À Cologne, j'ai suivi des visites guidées d'autres personnes, et à un moment, il y avait des musiciens dans un coin et des trucs très artificiels, et je déteste ça. Mais des repas communs dans un joli lieu avec une belle table, ça fait partie de la situation, donc ce n'est pas artificiel.
Après, il y a la baignade. Se baigner ensemble, dans les lacs par exemple, ça aussi c'est très important, parce que se plonger dans l'eau, c'est aussi se plonger dans le paysage, dans un sens très littéraire, mais aussi à un autre niveau. Et bien sûr manger ensemble, ça construit toujours la communauté.
Paul : Et dormir ?
Boris : Dormir dans l'hôtel, moins. On se partage, on va dans les chambres, on se retrouve le lendemain matin. Donc dormir, même si dans si c'est dans le même hôtel, c’est faire une pause avec le groupe, Ce qui est très important aussi. Comme Denis l’a fait hier, il faut pouvoir faire une pause avec le groupe.

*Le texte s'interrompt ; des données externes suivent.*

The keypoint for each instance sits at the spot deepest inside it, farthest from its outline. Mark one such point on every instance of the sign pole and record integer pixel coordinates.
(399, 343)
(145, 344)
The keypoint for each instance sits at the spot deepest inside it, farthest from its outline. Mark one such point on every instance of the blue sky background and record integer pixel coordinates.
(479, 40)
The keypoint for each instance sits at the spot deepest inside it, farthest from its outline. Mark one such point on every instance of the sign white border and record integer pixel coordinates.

Paul : Tu ne fais pas des bivouacs, des treks sur plusieurs jours ?
Boris : Oui. Mais pendant le bivouac aussi, il faut poser les tentes assez loin l'une de l'autre, pour pouvoir faire une pause avec le groupe.
Alex : Et sur les interventions d’autres personnes ? Parce que ce n'est pas toujours évident de prévoir un rendez-vous ou de savoir comment faire intervenir quelqu'un à un moment, reprendre une conversation avec lui, alors que lui n’a pas vécu des moments précédents. Ce n'est pas toujours facile d'intégrer la parole d'une personne invitée au cours d'une journée.
Boris : La randonnée que je vous ai faite à Cologne n'était pas représentative, parce qu'on n’a quasiment rencontré personne. C'était en partie parce que c'était en hiver. Normalement, par exemple dans le Heckpfade, je prévoie que l’on prenne un repas, que les gens de là nous préparent, dans leur jardin. Mais si tu rentres dans les maisons, ce n’est pas agréable, parce que les pièces sont trop coincées. Dans le jardin, c'est bien, mais là en hiver, ce n'était pas possible.
J'essaie toujours d'intégrer de tels moments, quand ça fait partie de la situation. Cependant, pour moi c’est un extra. J'aime bien, mais ce n’est pas absolument nécessaire.
Par contre, se servir d'un chemin pour construire une communauté, pour moi, ça rejoint cette question du pouvoir d’interprétation. L'interprétation à laquelle j’arrive avec mes recherches, je peux la redonner dans un discours auprès de la société, ou aux politiques, etc. Et d’autres peuvent s’en saisir.